# Determining the covariance matrix of a multivariate normal distribution

1. Oct 19, 2009

### sandsifter

Hi all,

I have a stats problem I'm trying to figure out.

Suppose I have a very large population (~millions) of colored balls with exactly 50% red, 30% green, 20% blue. If I take a random sample of 1000 of these balls, the distribution of colors I end up with can be modeled as a multivariate normal distribution, with each dependent variable denoting the number of red, green and blue balls
[r g b].

I can calculate the expected values and variances for each variable:

The means are (obviously): Mu = [500 300 200]

And each variance will be given by, (100-P)*P/n

Where P is the probability of picking a particular color (e.g. 0.5 for red) and n is the sample size, 1000 in this case. Note that this is a valid approximation as long as the population I am sampling is large compared to the sample size.

However, I'm not sure how to determine the covariance matrix. I know the diagonal elements are the variances [edit: should be standard deviations, not variances] of each variable, so that's easy. However, given that the variables must add up to 1000 (r+g+b=1000), and knowing the means and variances of each, shouldn't I be able to use an analytical expression to determine the covariances?

Intuitively, I know that for every extra red ball I pick, this translates to 300/(300+200) probability that there will be one less green ball, and 200/(300+200) probability that there will be one less blue ball, in the final distribution.

What am I missing here? I'm about to perform a Monte Carlo simulation to empirically determine the covariances, but I'm sure there's a neater way!

Last edited: Oct 20, 2009
2. Oct 20, 2009

### sandsifter

I will try to rephrase the question in a more general way. I have 3 dependent variables, X, Y and Z. I know their marginal distributions (which are normal) and I know roughly how they move together:

X+Y+Z = constant

and if I increase X, Y will on average decrease by a proportional amount, Y/(Z+Y), and Z will decrease by Z/(Z+Y). I *think* this is the case (see the more detailed formulation above).

Given all this, isn't it possible to calculate the correlations and hence covariances between X, Y and Z?

3. Oct 22, 2009

### jasonRF

sandsifter,

I'm not sure what you need your model for, so I am not sure what approximations actually make sense, here.

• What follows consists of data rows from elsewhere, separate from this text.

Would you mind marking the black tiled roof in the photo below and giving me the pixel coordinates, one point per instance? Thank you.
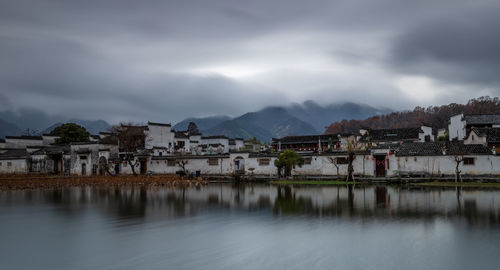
(441, 148)
(14, 153)
(458, 148)
(25, 137)
(306, 139)
(215, 137)
(181, 135)
(492, 134)
(482, 119)
(397, 134)
(421, 149)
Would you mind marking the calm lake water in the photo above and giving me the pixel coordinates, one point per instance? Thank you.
(225, 226)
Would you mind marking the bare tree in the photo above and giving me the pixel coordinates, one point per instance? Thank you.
(458, 160)
(131, 138)
(335, 163)
(182, 164)
(351, 155)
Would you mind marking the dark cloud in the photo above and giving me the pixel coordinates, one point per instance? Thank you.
(458, 47)
(167, 60)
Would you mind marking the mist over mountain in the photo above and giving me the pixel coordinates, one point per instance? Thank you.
(7, 129)
(202, 123)
(264, 124)
(275, 121)
(279, 121)
(322, 116)
(92, 126)
(17, 122)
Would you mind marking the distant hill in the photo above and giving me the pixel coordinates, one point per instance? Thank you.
(434, 116)
(322, 116)
(7, 129)
(28, 118)
(202, 123)
(39, 122)
(279, 121)
(264, 124)
(92, 126)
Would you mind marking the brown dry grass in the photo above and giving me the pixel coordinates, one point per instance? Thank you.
(15, 182)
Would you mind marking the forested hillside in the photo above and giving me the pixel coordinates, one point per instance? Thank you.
(435, 116)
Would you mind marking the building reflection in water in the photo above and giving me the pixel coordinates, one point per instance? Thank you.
(472, 206)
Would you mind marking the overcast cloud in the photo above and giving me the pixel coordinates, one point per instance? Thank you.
(167, 60)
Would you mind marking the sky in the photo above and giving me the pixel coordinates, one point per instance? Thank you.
(129, 60)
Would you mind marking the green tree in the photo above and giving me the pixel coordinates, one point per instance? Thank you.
(286, 161)
(70, 132)
(444, 138)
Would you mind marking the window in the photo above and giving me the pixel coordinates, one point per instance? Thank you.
(171, 162)
(342, 160)
(264, 161)
(468, 161)
(213, 161)
(307, 161)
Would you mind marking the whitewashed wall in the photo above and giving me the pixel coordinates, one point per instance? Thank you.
(16, 166)
(437, 165)
(456, 127)
(159, 136)
(21, 143)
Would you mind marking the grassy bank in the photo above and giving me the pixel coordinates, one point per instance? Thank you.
(51, 182)
(312, 182)
(453, 184)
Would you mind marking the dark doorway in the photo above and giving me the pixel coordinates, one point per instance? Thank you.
(103, 166)
(144, 166)
(380, 166)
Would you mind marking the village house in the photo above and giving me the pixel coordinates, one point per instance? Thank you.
(388, 153)
(308, 143)
(460, 125)
(396, 135)
(489, 137)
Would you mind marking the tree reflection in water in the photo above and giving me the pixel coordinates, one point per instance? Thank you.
(474, 207)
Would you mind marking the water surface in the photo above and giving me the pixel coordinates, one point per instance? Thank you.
(225, 226)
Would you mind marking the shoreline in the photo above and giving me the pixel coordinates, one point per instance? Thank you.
(22, 182)
(28, 182)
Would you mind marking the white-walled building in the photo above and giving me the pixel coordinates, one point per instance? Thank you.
(159, 135)
(460, 125)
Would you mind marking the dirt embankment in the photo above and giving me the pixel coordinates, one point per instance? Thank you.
(16, 182)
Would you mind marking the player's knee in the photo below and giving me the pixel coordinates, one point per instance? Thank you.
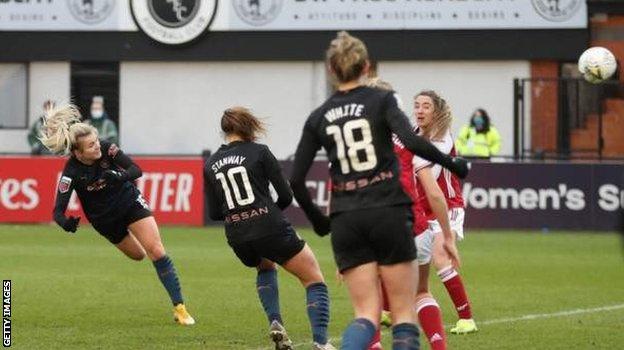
(266, 265)
(422, 295)
(156, 251)
(137, 256)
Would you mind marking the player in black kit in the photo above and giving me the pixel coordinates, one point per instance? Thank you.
(237, 181)
(102, 176)
(370, 215)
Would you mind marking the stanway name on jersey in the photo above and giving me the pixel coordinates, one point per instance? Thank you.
(230, 160)
(350, 110)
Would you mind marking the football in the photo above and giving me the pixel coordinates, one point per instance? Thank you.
(597, 64)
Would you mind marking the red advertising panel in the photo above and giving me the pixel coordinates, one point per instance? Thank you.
(173, 187)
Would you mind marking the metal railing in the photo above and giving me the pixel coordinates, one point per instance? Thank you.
(572, 102)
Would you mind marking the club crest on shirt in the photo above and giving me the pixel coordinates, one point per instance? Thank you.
(112, 150)
(97, 185)
(64, 184)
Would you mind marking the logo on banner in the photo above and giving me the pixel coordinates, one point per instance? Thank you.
(91, 11)
(173, 21)
(257, 12)
(557, 10)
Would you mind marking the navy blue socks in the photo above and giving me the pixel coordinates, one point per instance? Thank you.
(358, 335)
(318, 311)
(169, 278)
(266, 284)
(405, 337)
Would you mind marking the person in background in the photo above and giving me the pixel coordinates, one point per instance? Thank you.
(480, 138)
(107, 130)
(36, 147)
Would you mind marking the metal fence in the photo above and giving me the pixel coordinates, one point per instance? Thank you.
(548, 111)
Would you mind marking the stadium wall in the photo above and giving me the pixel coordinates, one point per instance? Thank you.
(46, 80)
(178, 112)
(577, 196)
(183, 108)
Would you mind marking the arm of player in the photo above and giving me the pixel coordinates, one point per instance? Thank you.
(436, 200)
(64, 191)
(399, 124)
(304, 156)
(214, 201)
(127, 169)
(274, 173)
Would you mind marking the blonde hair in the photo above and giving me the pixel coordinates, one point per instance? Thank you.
(442, 117)
(62, 129)
(378, 83)
(347, 57)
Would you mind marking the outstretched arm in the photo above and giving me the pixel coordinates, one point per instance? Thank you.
(275, 176)
(128, 169)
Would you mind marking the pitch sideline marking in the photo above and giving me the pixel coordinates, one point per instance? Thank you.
(520, 318)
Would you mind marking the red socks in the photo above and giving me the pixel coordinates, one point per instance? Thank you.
(430, 319)
(455, 287)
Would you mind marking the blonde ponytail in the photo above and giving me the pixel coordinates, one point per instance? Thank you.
(62, 129)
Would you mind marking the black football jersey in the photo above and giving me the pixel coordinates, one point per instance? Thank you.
(237, 179)
(355, 128)
(101, 201)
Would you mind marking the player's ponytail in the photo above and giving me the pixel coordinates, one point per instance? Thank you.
(347, 57)
(240, 121)
(62, 129)
(442, 117)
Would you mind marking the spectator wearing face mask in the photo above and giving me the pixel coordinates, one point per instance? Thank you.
(480, 138)
(107, 130)
(36, 147)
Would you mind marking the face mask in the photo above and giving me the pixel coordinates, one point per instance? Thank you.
(97, 113)
(478, 122)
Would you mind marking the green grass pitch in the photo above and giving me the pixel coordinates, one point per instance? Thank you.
(77, 291)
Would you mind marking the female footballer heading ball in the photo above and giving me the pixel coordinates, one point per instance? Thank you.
(102, 176)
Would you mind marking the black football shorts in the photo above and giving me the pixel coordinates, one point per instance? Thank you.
(278, 248)
(115, 230)
(381, 234)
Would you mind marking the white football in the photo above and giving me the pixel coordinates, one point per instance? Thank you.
(597, 64)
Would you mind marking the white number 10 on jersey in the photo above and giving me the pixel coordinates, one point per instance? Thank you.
(352, 146)
(241, 199)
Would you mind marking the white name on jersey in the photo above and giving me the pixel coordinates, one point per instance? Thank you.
(350, 110)
(231, 160)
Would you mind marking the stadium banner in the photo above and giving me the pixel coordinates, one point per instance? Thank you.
(159, 16)
(173, 188)
(521, 195)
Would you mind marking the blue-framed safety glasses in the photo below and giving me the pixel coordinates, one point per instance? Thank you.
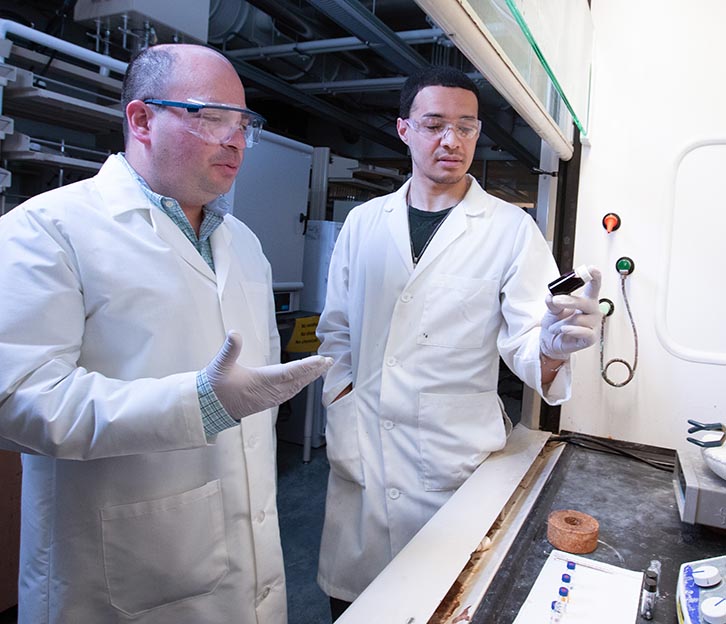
(217, 123)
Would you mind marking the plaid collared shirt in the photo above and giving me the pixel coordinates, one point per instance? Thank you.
(214, 417)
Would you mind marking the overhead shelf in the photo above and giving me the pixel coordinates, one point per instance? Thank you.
(22, 148)
(46, 105)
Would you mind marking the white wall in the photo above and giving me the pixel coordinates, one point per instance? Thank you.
(659, 85)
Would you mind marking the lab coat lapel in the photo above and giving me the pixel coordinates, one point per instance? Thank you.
(473, 205)
(453, 227)
(169, 232)
(398, 224)
(221, 240)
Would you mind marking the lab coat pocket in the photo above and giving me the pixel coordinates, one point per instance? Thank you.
(341, 435)
(457, 432)
(165, 550)
(456, 310)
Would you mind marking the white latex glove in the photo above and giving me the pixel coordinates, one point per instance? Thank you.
(243, 391)
(571, 321)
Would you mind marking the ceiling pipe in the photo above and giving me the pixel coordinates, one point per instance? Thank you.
(310, 103)
(359, 21)
(103, 62)
(340, 44)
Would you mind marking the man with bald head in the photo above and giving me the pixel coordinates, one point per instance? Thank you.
(141, 371)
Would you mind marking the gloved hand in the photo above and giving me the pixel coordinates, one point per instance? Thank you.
(571, 321)
(243, 391)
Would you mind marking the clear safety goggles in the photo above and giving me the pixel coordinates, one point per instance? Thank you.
(435, 128)
(217, 123)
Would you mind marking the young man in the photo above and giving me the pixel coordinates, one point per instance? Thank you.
(428, 286)
(149, 472)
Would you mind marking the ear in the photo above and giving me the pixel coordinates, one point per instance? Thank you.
(138, 118)
(402, 128)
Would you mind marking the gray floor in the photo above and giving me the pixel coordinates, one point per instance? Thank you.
(301, 502)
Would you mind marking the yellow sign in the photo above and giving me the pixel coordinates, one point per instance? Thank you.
(303, 339)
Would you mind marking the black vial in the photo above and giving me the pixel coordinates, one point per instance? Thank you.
(571, 281)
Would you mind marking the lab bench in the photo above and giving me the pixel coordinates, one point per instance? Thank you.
(635, 506)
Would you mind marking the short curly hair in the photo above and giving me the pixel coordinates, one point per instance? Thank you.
(433, 76)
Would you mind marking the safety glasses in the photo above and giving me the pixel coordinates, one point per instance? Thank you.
(217, 123)
(435, 128)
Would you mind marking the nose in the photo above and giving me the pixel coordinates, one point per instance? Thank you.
(237, 139)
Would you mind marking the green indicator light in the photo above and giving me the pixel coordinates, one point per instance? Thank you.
(625, 265)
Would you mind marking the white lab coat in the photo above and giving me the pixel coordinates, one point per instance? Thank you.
(128, 513)
(421, 348)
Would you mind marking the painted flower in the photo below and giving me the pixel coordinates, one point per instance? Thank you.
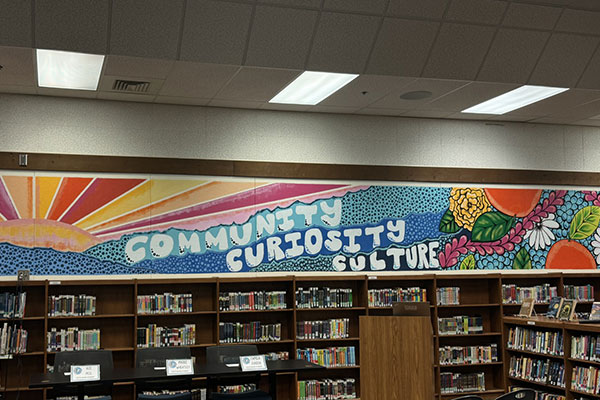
(541, 235)
(596, 245)
(467, 205)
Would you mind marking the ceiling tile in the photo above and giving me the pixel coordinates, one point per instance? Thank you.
(579, 22)
(139, 98)
(375, 87)
(18, 66)
(235, 104)
(146, 28)
(587, 122)
(87, 94)
(591, 77)
(389, 53)
(427, 114)
(15, 23)
(391, 112)
(197, 80)
(467, 96)
(418, 8)
(215, 31)
(513, 56)
(281, 37)
(137, 67)
(17, 89)
(479, 11)
(531, 16)
(360, 6)
(584, 111)
(343, 42)
(256, 84)
(564, 60)
(314, 4)
(458, 51)
(437, 87)
(188, 101)
(559, 103)
(333, 109)
(57, 22)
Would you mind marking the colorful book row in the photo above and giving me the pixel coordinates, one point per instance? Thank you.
(386, 297)
(160, 336)
(248, 332)
(73, 339)
(71, 305)
(537, 341)
(247, 301)
(326, 329)
(327, 389)
(453, 355)
(325, 297)
(164, 303)
(448, 296)
(330, 357)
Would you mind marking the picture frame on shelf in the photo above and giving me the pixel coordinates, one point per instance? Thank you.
(567, 310)
(554, 307)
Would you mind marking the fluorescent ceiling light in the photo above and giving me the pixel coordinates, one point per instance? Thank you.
(66, 70)
(515, 99)
(311, 88)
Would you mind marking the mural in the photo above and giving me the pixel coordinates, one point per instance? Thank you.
(58, 224)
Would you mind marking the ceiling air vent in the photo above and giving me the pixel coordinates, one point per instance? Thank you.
(121, 85)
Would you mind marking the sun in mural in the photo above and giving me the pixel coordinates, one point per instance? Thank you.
(76, 213)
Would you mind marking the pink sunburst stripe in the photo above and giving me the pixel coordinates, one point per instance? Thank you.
(264, 194)
(6, 206)
(240, 216)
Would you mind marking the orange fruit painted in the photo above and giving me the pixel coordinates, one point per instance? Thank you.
(568, 254)
(514, 202)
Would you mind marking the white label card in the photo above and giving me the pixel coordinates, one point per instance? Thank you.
(83, 373)
(182, 366)
(253, 363)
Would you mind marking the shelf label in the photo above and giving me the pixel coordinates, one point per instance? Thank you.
(182, 366)
(253, 363)
(83, 373)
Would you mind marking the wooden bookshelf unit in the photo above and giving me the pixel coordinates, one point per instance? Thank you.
(480, 296)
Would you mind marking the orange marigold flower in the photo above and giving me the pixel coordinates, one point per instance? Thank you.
(467, 205)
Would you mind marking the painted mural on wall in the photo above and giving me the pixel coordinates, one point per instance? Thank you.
(57, 225)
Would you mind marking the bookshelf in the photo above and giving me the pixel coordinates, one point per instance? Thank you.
(118, 318)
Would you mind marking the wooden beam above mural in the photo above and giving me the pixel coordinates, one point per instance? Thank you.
(156, 165)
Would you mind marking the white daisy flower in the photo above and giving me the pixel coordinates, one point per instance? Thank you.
(596, 245)
(540, 235)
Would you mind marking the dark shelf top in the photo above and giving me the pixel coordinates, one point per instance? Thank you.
(541, 355)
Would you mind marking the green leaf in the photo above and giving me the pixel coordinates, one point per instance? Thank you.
(522, 260)
(448, 224)
(584, 223)
(491, 226)
(468, 262)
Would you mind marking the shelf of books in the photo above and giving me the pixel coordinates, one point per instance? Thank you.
(469, 335)
(316, 318)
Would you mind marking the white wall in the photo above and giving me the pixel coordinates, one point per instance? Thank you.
(76, 126)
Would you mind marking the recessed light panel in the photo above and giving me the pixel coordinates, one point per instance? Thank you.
(515, 99)
(67, 70)
(311, 88)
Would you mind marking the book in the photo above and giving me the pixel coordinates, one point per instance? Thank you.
(554, 307)
(526, 307)
(567, 309)
(595, 313)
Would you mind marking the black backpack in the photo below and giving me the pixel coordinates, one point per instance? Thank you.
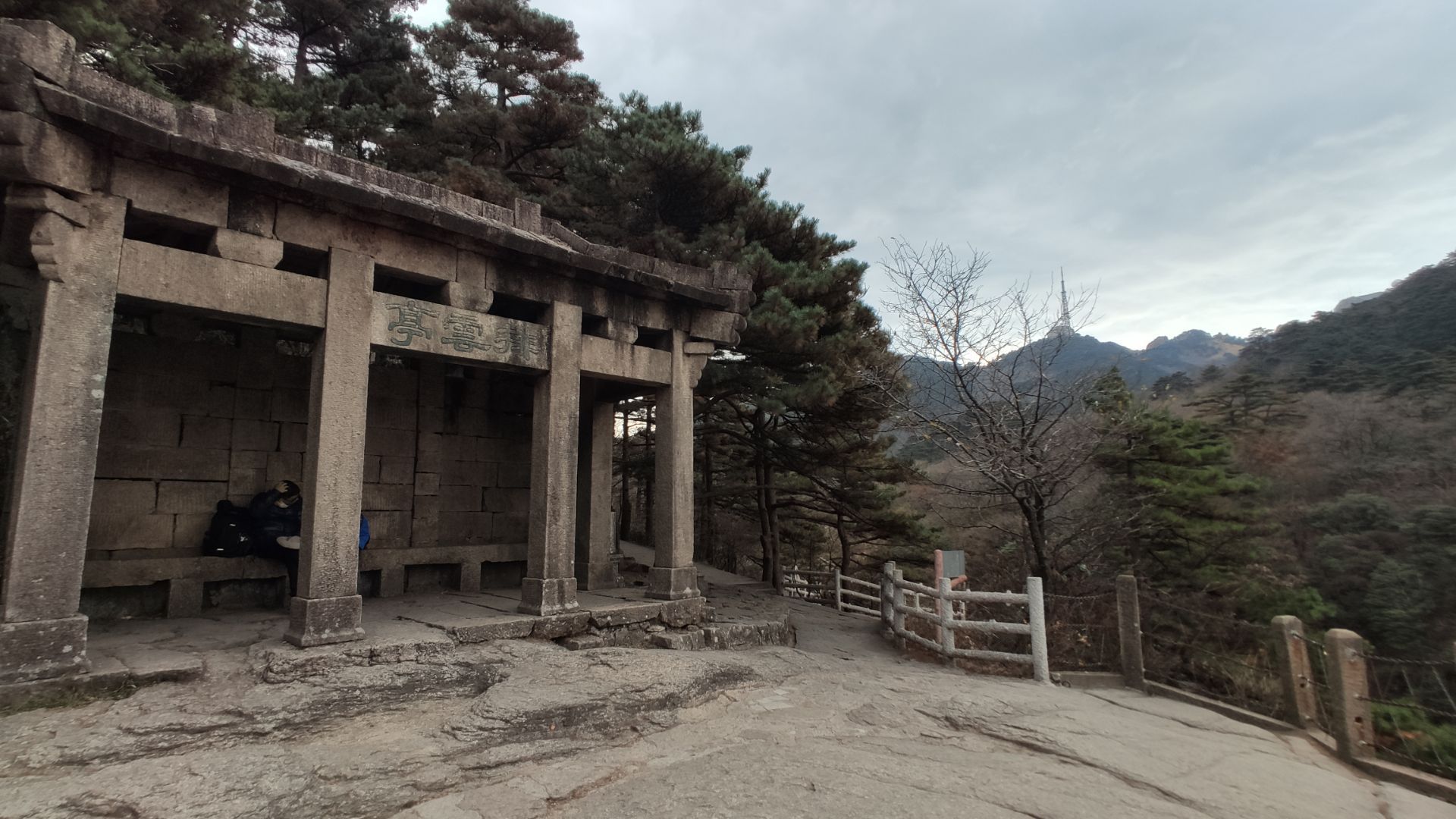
(231, 534)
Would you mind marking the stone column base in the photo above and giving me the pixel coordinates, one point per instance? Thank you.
(596, 576)
(42, 649)
(664, 583)
(325, 620)
(548, 596)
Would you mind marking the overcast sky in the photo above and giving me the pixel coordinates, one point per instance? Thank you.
(1218, 165)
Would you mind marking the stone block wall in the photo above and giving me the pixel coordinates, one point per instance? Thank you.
(194, 416)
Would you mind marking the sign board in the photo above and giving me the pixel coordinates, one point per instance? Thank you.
(425, 327)
(951, 563)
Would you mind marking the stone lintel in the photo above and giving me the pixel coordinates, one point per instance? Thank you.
(42, 649)
(164, 191)
(220, 286)
(39, 153)
(321, 231)
(321, 621)
(618, 360)
(242, 246)
(400, 324)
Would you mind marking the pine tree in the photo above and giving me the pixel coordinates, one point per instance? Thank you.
(184, 50)
(792, 417)
(350, 69)
(1190, 526)
(509, 102)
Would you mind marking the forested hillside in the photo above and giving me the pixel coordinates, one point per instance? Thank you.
(1404, 340)
(1346, 422)
(490, 102)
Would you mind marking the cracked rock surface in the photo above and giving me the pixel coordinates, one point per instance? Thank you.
(839, 726)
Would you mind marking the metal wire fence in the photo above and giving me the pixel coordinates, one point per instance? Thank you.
(1414, 713)
(1082, 632)
(1212, 653)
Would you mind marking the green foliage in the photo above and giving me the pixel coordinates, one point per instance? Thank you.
(184, 50)
(1410, 732)
(1353, 513)
(1190, 528)
(1402, 341)
(1245, 401)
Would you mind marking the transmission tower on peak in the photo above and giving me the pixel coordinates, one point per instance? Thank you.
(1063, 325)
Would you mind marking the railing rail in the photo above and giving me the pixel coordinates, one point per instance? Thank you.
(902, 598)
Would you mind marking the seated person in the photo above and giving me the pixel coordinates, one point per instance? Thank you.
(277, 516)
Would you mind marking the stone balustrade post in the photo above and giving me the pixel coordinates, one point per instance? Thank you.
(1348, 682)
(1130, 632)
(1296, 673)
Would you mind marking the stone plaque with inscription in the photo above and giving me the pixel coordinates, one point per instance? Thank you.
(424, 327)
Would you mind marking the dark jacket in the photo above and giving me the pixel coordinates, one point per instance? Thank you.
(273, 521)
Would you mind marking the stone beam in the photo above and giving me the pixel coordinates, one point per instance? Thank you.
(617, 360)
(220, 286)
(36, 152)
(164, 191)
(41, 632)
(402, 325)
(595, 491)
(328, 607)
(425, 259)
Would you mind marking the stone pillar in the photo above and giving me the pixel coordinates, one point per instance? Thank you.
(328, 608)
(673, 575)
(1294, 670)
(595, 491)
(76, 246)
(1348, 692)
(1130, 632)
(551, 585)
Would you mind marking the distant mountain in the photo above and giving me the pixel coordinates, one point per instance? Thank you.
(1087, 356)
(1402, 338)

To me this looks like a classic Bernoulli trial problem. I choose N=1000 balls, each with probability .5 of being red, .3 green, and .2 blue. So the probability of getting kr red balls and kg green balls and kb blue balls (with kr+kg+kb=N) should be a multinomial. If you want, you can use the Demoivre-Laplace theorem to approximate this with a multivariate normal distribution, but that will only be accurate for a k within about sqrt(N) or so of the expected value. I don't know your goal of the model, so I don't know if that approximation is useful to you or not. Note that under that approximation you will have a nonzero probability of kr+kg+kb>N (and of kr+kg+kb<0). Of course, your approach will also have a nonzero probability of kr+kg+kb>N (and of kr+kg+kb<0). Why? If you model X,Y, and Z as jointly normal, then X+Y+Z is also normal (you should prove this if you don't already know it), so with this model you cannot impose the hard X+Y+Z=N constraint.

jason

4. Oct 22, 2009

### sandsifter

Jason,

You are right. I took it for granted that the normal approximation is valid (it probably is close enough, but your last statement is making me think a little bit...).

My aim was to use the Mahalanobis distance to see if certain data sets were close to a certain model (e.g. in my example here, the model would be the multivariate distribution with means of 50% red, 30% green, 20% blue and the appropriate variances and covariances).

Edit: It's clear to me that the normal approximation is indeed valid, as long as the sample size is large enough. I know that for the bivariate case there are rules of thumb for using the approximation. Not sure how these scale to the multivariate case, but in my example where I'm using n=1000, I would probably have a good approximation regardless of the variables' proportions.

Thanks for pointing me in the right direction and for your reply. I really appreciate it!

Last edited: Oct 22, 2009